Mülheim. Der beschwerlichen Wanderschaft bis zur letzten Station des Winters haben sich zehn Darsteller des „Volxbühnen“-Ensembles (Spätlese) angeschlossen. In ihrer Inszenierung des Jelinek-Stücks „Winterreise“ nehmen sie Zuschauer mit auf eine schonungslose Abrechnung mit der Zeit.

Was zieht da mit, was zieht da mit mir mit, was zieht da an mir?“, heißt es in der „Winterreise“ von Elfriede Jelinek. Es ist die Zeit und sogar das Vorbei läuft vorbei. Immer nur gehen. Da macht schon mal die Uhr schlapp. . . Die „Alten“ trauen sich was, gehen nach vorne und erheben ihre starke Stimme. Sie proklamieren Jelineks schonungslose, ja verzweifelte Abrechnung mit der Zeit, Einsamkeit und Vergänglichkeit, dem Älterwerden und nicht zuletzt mit sich selbst als Frau in der ihr übergestülpten Rolle. „Vorbei ist vorbei und ich bin bereits ein anderer.“ Stets begleitet von den Schatten der Vergangenheit.
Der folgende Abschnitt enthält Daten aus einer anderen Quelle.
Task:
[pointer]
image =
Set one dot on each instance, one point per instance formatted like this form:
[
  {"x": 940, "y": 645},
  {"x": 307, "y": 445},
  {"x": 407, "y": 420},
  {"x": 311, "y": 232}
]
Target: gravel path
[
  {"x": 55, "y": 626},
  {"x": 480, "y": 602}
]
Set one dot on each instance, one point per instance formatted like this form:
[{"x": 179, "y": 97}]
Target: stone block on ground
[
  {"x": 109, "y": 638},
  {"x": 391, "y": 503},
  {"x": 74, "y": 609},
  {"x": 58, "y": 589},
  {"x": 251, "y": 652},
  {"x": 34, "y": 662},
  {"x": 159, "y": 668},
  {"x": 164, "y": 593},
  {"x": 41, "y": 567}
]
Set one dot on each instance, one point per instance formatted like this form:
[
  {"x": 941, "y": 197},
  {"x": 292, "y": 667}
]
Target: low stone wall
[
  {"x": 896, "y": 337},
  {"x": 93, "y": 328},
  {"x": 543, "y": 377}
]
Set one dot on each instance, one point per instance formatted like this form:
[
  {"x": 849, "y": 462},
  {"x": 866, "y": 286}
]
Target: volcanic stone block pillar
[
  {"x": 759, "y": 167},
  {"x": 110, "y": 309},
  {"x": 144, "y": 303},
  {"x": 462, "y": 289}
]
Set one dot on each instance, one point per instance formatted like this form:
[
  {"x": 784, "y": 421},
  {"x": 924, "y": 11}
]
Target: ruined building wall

Der beschwerlichen Wanderschaft bis zur letzten Station des Winters, wo mit jedem Blatt die Hoffnung abfällt, haben sich zehn Darsteller des „Volxbühnen“-Ensembles (Spätlese) angeschlossen. Sie geben ihr Bestes, meistern die irrlichternden Wortkaskaden mit Wiederholungen und Verdrehungen mit Bravour. Mal solo mit Monologen, mal im Duett oder im Chor treten die neun Frauen und ein Mann an den Bühnenrand und schleudern ihre Enttäuschung, Erinnerungen, ihre Einsamkeit, Wut und Angst vor dem, was da kommt, ins Publikum: höchst glaubwürdig, wirklichkeitsnah und anrührend.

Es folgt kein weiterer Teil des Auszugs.